The View | Race and identity now the central dividing line in American politics, not economics
And internal divisions within each of the main parties also makes it difficult for either to successfully mount any economic policy without the cooperation of the other
As the surreal train wreck that is the 2016 US presidential election campaign unfolds, the obvious question is, how did the Republican Party wind up with Donald Trump as its nominee?
Trump’s campaign platform draws from a history of presidential aspirants focused on populist immigration and international trade policies. In 1992 and 1996, Pat Buchanan sought the Republican presidential nomination on immigration and Ross Perot ran as an independent candidate on trade.

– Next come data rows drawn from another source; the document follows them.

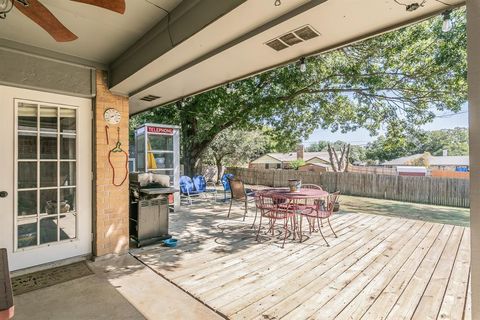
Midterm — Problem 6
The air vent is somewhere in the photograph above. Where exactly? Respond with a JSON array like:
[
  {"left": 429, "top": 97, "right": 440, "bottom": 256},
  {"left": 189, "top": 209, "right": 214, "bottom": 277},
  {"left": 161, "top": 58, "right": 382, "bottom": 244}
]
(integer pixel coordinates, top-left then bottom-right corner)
[
  {"left": 294, "top": 26, "right": 320, "bottom": 41},
  {"left": 265, "top": 25, "right": 320, "bottom": 51},
  {"left": 280, "top": 33, "right": 302, "bottom": 46},
  {"left": 140, "top": 94, "right": 160, "bottom": 102},
  {"left": 266, "top": 39, "right": 288, "bottom": 51}
]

Trump himself first ran in 2000 against Buchanan and bowed out in the face of certain defeat. Interestingly, he repeatedly accused Buchanan of racism, calling him a “neo-Nazi” and “Hitler lover” for bashing blacks, Mexicans and gays.
In the current election cycle, Trump has retained Perot’s anti-trade and anti-elitist messages but added Buchanan’s warnings of losing the country to ethnic and religious minorities.
Race and identity are now the central dividing line in American politics, not economics (despite some strong trade and China-bashing rhetoric). Though race has always lived close to the surface of American politics, it has rarely featured so explicitly in political campaigns. So how did this happen?
Trump is not acting in a vacuum. His identity-based nomination is the logical culmination of Republicans’ 50-year “Southern strategy” to define politics primarily by race and identity instead of economics. This was a winning strategy first tried by Richard Nixon in 1972 and with greater success by Ronald Reagan in 1980.